O ministro da Justiça, por sua vez, além das denúncias do doleiro Toninho da Barcelona, será questionado por sua atuação na intermediação do novo depoimento do ex-tesoureiro Delúbio Soares ao Ministério Público, quando ele assumiu a versão do caixa-dois na campanha eleitoral. Na ocasião já havia sido questionado o fato de o advogado de Delúbio, Arnaldo Malheiros, ter pedido a ajuda de Thomaz Bastos para esse novo depoimento.

A desconfiança de que o ministro da Justiça tenha orientado essa nova versão, que foi assumida no dia seguinte pelo lobista Marcos Valério, e também pelo presidente da República na já célebre entrevista em Paris, embute a suspeita de que tenha agido para obstruir a Justiça, o que configuraria um crime passível de impeachment do presidente da República.
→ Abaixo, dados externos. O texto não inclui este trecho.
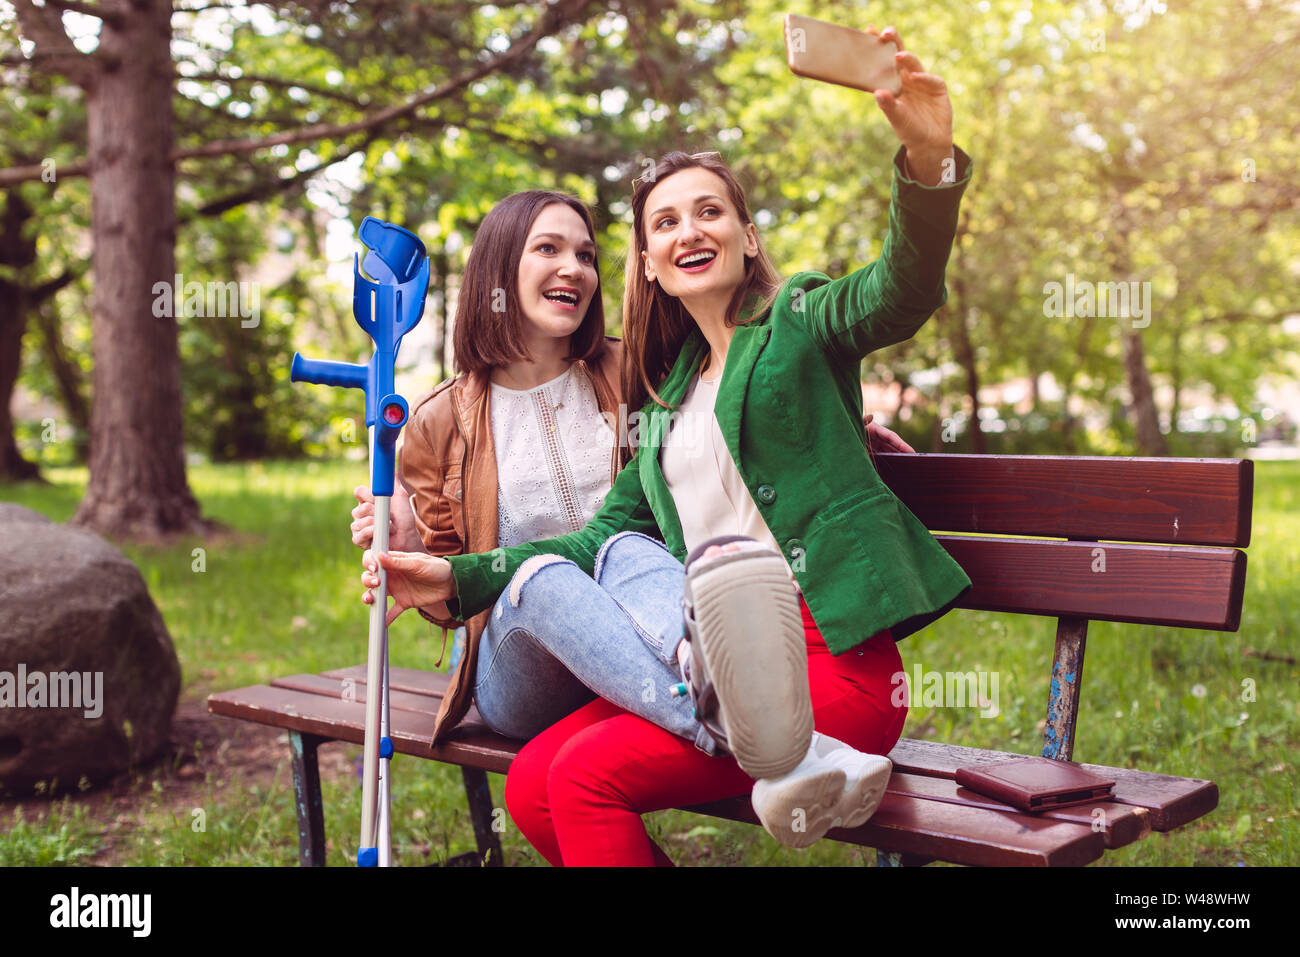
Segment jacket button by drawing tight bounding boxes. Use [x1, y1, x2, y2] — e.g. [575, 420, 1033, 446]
[756, 484, 776, 504]
[785, 538, 804, 558]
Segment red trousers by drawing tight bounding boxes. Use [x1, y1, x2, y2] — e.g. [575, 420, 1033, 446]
[503, 596, 907, 866]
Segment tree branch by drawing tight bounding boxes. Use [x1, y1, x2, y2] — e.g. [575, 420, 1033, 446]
[0, 0, 600, 186]
[174, 0, 595, 163]
[172, 1, 251, 11]
[12, 0, 97, 88]
[178, 69, 368, 108]
[1196, 310, 1296, 326]
[0, 158, 91, 186]
[42, 0, 127, 28]
[454, 115, 610, 169]
[30, 267, 82, 302]
[180, 131, 382, 221]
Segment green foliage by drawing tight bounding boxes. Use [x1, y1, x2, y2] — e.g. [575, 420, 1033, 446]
[696, 0, 1299, 453]
[7, 1, 1297, 465]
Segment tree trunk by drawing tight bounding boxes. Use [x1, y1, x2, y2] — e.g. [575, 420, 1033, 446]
[207, 288, 270, 461]
[955, 307, 985, 453]
[0, 188, 42, 482]
[1123, 328, 1168, 456]
[946, 279, 985, 453]
[439, 249, 453, 380]
[1058, 311, 1098, 455]
[1105, 191, 1167, 458]
[1169, 320, 1182, 439]
[72, 0, 208, 538]
[894, 370, 909, 421]
[31, 299, 90, 462]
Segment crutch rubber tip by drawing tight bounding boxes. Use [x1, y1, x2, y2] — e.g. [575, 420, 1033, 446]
[358, 847, 379, 867]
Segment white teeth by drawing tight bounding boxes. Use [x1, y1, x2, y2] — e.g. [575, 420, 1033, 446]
[677, 250, 716, 267]
[544, 290, 578, 304]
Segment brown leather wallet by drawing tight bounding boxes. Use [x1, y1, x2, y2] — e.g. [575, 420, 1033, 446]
[954, 757, 1116, 812]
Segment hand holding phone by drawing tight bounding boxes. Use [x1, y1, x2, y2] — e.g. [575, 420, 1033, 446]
[784, 15, 955, 185]
[784, 14, 901, 95]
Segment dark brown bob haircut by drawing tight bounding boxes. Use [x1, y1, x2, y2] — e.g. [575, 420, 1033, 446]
[452, 190, 607, 376]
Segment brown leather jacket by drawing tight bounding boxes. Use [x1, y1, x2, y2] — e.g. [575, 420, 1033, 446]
[398, 337, 626, 745]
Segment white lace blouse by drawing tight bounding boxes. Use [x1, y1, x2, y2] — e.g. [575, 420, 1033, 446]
[490, 365, 615, 549]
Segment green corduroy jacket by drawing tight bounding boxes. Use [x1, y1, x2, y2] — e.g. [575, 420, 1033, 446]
[446, 144, 975, 654]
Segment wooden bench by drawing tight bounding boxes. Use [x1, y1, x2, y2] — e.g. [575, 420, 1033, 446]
[208, 452, 1252, 866]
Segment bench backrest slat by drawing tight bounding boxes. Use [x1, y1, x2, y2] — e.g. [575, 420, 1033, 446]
[875, 454, 1253, 548]
[939, 536, 1246, 630]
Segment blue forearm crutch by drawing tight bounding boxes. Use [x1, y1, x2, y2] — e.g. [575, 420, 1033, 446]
[291, 216, 429, 867]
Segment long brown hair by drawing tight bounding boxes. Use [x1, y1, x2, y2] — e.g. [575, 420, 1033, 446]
[453, 191, 606, 376]
[622, 152, 784, 415]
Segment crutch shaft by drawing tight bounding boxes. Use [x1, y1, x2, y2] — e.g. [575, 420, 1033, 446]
[360, 494, 390, 855]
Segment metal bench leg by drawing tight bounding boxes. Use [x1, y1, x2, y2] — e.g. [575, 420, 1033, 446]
[1044, 616, 1089, 761]
[461, 767, 504, 867]
[289, 731, 328, 867]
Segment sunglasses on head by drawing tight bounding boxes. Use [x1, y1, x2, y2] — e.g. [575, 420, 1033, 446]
[633, 151, 723, 186]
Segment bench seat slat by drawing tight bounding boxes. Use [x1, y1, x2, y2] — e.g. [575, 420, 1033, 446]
[684, 784, 1105, 866]
[270, 674, 442, 715]
[860, 791, 1103, 866]
[888, 738, 1218, 831]
[882, 772, 1149, 849]
[876, 453, 1252, 547]
[208, 684, 519, 773]
[320, 665, 449, 697]
[939, 536, 1246, 630]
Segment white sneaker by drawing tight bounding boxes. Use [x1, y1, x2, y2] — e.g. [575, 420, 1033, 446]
[810, 732, 893, 830]
[750, 733, 892, 848]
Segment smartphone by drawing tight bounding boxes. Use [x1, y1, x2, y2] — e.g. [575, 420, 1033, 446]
[784, 13, 902, 96]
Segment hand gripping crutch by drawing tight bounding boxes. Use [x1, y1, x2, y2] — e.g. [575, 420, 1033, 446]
[290, 217, 429, 867]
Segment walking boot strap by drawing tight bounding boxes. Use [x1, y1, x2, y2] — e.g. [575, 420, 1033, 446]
[681, 534, 765, 758]
[681, 601, 730, 755]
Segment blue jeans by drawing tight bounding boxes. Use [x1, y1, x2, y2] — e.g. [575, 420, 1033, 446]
[473, 531, 720, 754]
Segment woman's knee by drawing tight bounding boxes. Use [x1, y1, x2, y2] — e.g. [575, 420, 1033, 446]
[809, 655, 908, 754]
[504, 739, 553, 828]
[500, 553, 579, 612]
[545, 731, 627, 814]
[593, 531, 672, 585]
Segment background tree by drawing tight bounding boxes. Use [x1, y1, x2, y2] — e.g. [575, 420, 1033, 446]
[2, 0, 750, 530]
[0, 56, 88, 480]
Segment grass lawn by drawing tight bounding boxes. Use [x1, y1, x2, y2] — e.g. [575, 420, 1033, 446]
[2, 459, 1297, 866]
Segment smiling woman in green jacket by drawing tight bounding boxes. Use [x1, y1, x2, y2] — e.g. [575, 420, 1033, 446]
[363, 25, 973, 865]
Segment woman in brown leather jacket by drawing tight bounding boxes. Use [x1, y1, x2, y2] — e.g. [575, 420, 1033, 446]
[353, 190, 624, 745]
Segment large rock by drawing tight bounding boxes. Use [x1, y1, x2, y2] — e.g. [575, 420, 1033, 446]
[0, 504, 181, 796]
[0, 503, 53, 525]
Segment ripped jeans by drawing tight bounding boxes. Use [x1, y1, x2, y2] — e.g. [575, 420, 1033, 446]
[472, 531, 722, 755]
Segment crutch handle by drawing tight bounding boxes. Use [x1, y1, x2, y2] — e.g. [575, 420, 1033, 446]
[290, 354, 367, 391]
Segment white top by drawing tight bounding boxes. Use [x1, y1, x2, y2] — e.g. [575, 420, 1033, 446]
[659, 367, 799, 586]
[490, 365, 615, 548]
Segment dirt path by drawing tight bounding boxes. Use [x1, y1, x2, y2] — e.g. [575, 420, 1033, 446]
[5, 698, 357, 865]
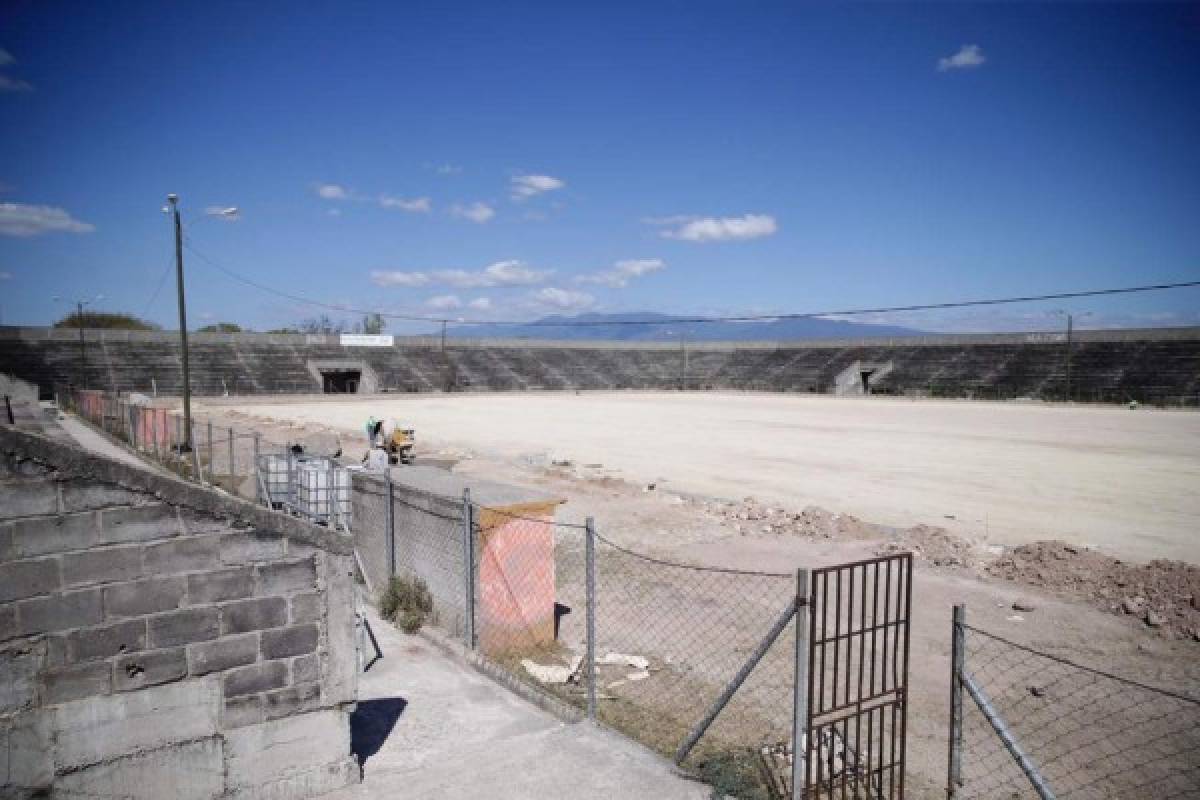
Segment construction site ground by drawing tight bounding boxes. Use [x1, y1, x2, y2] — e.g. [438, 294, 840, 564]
[189, 392, 1199, 799]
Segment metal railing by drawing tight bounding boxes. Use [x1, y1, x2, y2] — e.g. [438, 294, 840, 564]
[948, 604, 1200, 799]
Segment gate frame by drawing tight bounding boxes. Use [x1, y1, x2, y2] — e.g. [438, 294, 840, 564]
[803, 552, 913, 800]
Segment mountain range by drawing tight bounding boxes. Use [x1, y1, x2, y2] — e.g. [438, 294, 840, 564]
[445, 312, 923, 341]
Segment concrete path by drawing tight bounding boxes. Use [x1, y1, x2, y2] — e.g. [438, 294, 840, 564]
[330, 604, 709, 800]
[57, 414, 172, 473]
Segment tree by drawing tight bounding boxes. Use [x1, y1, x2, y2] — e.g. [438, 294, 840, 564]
[53, 312, 159, 331]
[356, 313, 386, 334]
[197, 322, 243, 333]
[295, 315, 347, 334]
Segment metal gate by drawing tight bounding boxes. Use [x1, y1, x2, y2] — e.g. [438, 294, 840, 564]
[801, 553, 913, 799]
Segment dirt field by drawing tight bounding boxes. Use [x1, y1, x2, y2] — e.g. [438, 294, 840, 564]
[188, 392, 1199, 799]
[214, 391, 1200, 563]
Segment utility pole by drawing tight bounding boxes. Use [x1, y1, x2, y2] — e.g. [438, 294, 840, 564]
[1064, 313, 1073, 403]
[440, 319, 447, 353]
[680, 330, 688, 390]
[167, 194, 199, 473]
[76, 301, 88, 388]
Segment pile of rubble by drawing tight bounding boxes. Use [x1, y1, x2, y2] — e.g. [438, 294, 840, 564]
[875, 524, 978, 568]
[706, 498, 880, 539]
[987, 541, 1200, 641]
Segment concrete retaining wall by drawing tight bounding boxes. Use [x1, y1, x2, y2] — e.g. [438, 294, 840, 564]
[0, 427, 358, 799]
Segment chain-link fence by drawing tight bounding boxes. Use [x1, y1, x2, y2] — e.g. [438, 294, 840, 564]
[592, 534, 796, 779]
[949, 605, 1200, 800]
[62, 387, 350, 530]
[356, 470, 829, 799]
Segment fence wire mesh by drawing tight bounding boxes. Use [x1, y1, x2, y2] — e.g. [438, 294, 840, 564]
[471, 506, 591, 712]
[592, 534, 795, 786]
[955, 623, 1200, 800]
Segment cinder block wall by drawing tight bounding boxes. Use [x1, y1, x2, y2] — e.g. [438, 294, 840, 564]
[0, 428, 358, 799]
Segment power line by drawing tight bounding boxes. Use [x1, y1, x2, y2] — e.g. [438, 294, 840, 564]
[140, 258, 176, 320]
[183, 240, 1200, 329]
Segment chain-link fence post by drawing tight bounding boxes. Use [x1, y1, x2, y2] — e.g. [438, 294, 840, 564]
[461, 488, 476, 650]
[253, 432, 261, 504]
[948, 603, 965, 798]
[286, 441, 294, 510]
[791, 567, 809, 800]
[227, 426, 235, 493]
[384, 468, 395, 578]
[585, 516, 597, 721]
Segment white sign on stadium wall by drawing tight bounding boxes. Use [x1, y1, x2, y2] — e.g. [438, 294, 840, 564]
[339, 334, 395, 347]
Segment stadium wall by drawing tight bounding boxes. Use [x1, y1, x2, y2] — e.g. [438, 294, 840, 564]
[1, 325, 1198, 404]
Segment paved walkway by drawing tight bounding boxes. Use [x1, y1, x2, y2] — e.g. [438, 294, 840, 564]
[330, 603, 709, 800]
[58, 414, 173, 474]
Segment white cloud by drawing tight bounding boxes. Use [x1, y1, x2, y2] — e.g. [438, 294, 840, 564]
[204, 206, 240, 221]
[648, 214, 777, 242]
[435, 164, 462, 175]
[327, 208, 342, 217]
[468, 297, 492, 311]
[450, 202, 495, 223]
[511, 174, 565, 201]
[0, 48, 13, 67]
[379, 195, 431, 213]
[938, 44, 986, 72]
[0, 75, 33, 93]
[577, 258, 666, 288]
[426, 294, 463, 310]
[434, 260, 550, 288]
[0, 203, 95, 237]
[533, 287, 594, 311]
[370, 270, 431, 287]
[371, 260, 549, 290]
[0, 270, 12, 280]
[316, 183, 349, 200]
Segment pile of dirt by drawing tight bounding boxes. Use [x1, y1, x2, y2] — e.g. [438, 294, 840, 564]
[987, 541, 1200, 641]
[707, 498, 881, 540]
[876, 524, 979, 568]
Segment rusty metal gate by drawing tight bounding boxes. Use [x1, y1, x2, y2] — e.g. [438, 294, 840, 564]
[801, 553, 913, 799]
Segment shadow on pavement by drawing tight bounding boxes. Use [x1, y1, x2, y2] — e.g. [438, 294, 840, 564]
[350, 697, 408, 769]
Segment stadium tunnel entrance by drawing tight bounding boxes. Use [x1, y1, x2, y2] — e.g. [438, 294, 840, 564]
[321, 369, 361, 393]
[306, 359, 379, 393]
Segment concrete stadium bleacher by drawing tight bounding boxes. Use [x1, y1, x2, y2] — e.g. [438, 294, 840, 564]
[2, 326, 1198, 405]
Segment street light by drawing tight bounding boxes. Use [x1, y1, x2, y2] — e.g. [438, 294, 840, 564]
[1049, 310, 1093, 402]
[165, 194, 200, 476]
[52, 294, 104, 388]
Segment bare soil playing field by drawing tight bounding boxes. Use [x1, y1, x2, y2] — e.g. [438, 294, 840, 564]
[216, 391, 1200, 563]
[191, 392, 1199, 799]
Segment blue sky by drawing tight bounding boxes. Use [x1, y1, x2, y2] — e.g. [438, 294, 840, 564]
[1, 1, 1198, 334]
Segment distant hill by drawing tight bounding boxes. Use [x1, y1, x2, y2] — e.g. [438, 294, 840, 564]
[446, 312, 924, 341]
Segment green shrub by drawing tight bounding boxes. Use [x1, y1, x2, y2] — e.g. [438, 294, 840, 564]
[399, 609, 425, 634]
[379, 576, 433, 633]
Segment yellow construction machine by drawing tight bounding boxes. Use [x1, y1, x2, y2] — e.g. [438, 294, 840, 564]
[384, 426, 415, 465]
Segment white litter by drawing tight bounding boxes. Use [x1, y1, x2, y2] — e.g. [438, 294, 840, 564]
[599, 652, 649, 669]
[521, 660, 571, 684]
[625, 670, 650, 682]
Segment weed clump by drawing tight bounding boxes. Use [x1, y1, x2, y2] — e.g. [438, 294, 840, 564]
[379, 576, 433, 633]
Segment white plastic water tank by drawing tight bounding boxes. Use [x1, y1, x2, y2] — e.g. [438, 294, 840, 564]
[365, 448, 389, 472]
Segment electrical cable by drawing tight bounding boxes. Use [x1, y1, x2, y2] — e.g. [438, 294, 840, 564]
[183, 238, 1200, 329]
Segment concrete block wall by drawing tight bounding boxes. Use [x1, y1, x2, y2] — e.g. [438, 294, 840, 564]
[351, 470, 468, 637]
[350, 466, 564, 654]
[0, 427, 358, 799]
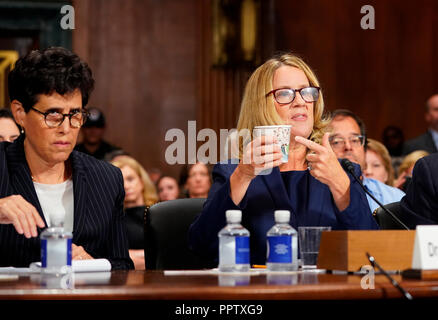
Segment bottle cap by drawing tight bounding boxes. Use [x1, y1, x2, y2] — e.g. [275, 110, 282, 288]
[225, 210, 242, 223]
[274, 210, 290, 223]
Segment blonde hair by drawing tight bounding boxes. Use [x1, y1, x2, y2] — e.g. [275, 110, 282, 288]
[366, 138, 395, 186]
[398, 150, 429, 177]
[111, 156, 158, 207]
[236, 52, 330, 157]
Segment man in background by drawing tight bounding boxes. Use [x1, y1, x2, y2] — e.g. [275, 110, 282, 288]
[75, 107, 122, 160]
[403, 94, 438, 155]
[329, 109, 405, 213]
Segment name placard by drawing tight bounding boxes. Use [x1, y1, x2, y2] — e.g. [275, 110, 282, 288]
[412, 225, 438, 270]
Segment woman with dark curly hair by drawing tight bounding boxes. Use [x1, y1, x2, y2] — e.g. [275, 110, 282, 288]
[0, 47, 133, 270]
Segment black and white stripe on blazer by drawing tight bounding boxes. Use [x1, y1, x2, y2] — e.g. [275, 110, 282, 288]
[0, 135, 134, 270]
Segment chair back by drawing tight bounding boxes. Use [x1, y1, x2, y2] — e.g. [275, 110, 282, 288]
[144, 198, 214, 270]
[373, 201, 407, 229]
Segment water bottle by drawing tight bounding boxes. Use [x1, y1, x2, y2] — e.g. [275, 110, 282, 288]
[40, 216, 72, 274]
[266, 210, 298, 271]
[218, 210, 250, 272]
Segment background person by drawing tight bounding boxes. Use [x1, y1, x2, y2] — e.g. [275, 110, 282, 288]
[394, 150, 429, 192]
[75, 107, 122, 160]
[0, 47, 133, 269]
[403, 94, 438, 155]
[328, 109, 405, 213]
[0, 108, 20, 142]
[400, 153, 438, 228]
[185, 162, 211, 199]
[364, 138, 395, 186]
[111, 155, 158, 269]
[189, 53, 378, 266]
[157, 175, 180, 202]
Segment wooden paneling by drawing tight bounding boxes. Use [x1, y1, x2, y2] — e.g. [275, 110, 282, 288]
[274, 0, 438, 141]
[72, 0, 438, 178]
[73, 0, 198, 178]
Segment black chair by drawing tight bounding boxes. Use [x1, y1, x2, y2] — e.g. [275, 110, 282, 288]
[144, 198, 215, 270]
[373, 201, 409, 229]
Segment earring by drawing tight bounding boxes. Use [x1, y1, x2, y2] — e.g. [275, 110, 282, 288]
[21, 128, 24, 134]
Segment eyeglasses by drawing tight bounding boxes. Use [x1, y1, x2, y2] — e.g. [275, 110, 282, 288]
[266, 86, 320, 104]
[329, 135, 366, 150]
[30, 107, 88, 128]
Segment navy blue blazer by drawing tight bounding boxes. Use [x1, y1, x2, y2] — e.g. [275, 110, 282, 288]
[189, 161, 379, 265]
[400, 153, 438, 228]
[0, 136, 134, 270]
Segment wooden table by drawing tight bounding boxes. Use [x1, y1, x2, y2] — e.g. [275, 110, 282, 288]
[1, 269, 438, 299]
[1, 270, 437, 317]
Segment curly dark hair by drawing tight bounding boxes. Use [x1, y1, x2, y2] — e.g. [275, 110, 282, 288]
[8, 47, 94, 112]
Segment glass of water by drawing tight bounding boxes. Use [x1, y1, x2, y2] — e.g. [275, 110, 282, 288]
[298, 226, 331, 269]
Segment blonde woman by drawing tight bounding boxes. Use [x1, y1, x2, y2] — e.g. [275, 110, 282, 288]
[189, 53, 378, 266]
[364, 138, 395, 186]
[111, 156, 158, 269]
[394, 150, 429, 191]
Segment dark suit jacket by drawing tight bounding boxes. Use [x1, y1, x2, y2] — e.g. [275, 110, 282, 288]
[400, 153, 438, 228]
[0, 136, 134, 269]
[403, 131, 438, 155]
[189, 161, 378, 265]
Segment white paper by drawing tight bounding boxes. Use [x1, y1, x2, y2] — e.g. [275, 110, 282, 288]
[0, 258, 111, 274]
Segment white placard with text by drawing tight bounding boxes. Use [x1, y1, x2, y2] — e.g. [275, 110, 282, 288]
[412, 225, 438, 270]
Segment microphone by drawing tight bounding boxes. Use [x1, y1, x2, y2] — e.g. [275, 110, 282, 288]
[340, 158, 409, 230]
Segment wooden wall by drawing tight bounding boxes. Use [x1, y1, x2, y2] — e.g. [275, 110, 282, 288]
[73, 0, 199, 178]
[274, 0, 438, 141]
[72, 0, 438, 179]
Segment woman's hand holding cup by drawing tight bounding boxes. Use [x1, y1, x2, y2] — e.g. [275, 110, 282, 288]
[238, 135, 283, 180]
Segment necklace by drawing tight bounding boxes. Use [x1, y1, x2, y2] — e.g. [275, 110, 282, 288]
[31, 163, 72, 183]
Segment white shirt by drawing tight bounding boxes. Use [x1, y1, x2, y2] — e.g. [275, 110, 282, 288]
[363, 177, 405, 213]
[33, 178, 74, 232]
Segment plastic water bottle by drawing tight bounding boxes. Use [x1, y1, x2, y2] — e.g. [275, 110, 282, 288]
[218, 210, 250, 272]
[40, 217, 72, 274]
[266, 210, 298, 271]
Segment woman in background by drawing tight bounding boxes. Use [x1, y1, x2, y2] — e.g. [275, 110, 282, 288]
[394, 150, 429, 191]
[157, 175, 180, 201]
[185, 162, 212, 199]
[364, 138, 395, 186]
[111, 155, 158, 269]
[0, 108, 20, 142]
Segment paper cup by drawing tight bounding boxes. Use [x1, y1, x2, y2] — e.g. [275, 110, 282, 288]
[253, 125, 291, 163]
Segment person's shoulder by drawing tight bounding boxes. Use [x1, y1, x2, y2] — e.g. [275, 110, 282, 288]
[72, 150, 121, 177]
[404, 132, 432, 151]
[421, 153, 438, 165]
[414, 153, 438, 175]
[364, 177, 405, 197]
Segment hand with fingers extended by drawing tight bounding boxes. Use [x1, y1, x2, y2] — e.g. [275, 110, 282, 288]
[0, 195, 45, 238]
[295, 133, 351, 211]
[230, 135, 283, 205]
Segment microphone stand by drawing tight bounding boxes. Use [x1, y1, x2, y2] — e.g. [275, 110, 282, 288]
[366, 252, 413, 300]
[341, 159, 409, 230]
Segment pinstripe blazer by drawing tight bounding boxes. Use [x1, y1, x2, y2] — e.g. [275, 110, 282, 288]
[0, 136, 134, 270]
Por essa "teoria da conspiração", Márcio Thomaz Bastos teria conversado com o presidente pelo telefone na embaixada brasileira, dando conta da versão acertada. Por isso, o presidente teria comentado o uso do caixa-dois em campanhas eleitorais como fato corriqueiro. Acontece, porém, que por uma questão de fuso horário, quando o presidente deu a entrevista em Paris àquela repórter, nem Delúbio nem Valério tinham refeito seus depoimentos no Ministério Público. Embora a entrevista do presidente tenha sido dada na sexta-feira, só foi ao ar no domingo. E os depoimentos dos dois foram feitos na sexta-feira e no sábado.

Uma outra coincidência está intrigando a oposição: na entrevista, que por suas características inusuais foi inicialmente atribuída a um trabalho de marketing de Duda Mendonça, o presidente Lula diz a certa altura que "o problema da mentira é que você quando diz a primeira, tem que continuar mentindo até o fim". Pois Duda Mendonça, em seu depoimento na CPI dos Correios, repetiu a frase como coisa sua. O que deixou a impressão de que foi ele mesmo quem orientou a entrevista parisiense do presidente.

O ministro da Justiça diz que não se lembra de ter telefonado para o presidente nos dias em que ele estava em Paris. Mas garante que, mesmo que tenha falado, não foi sobre esse assunto.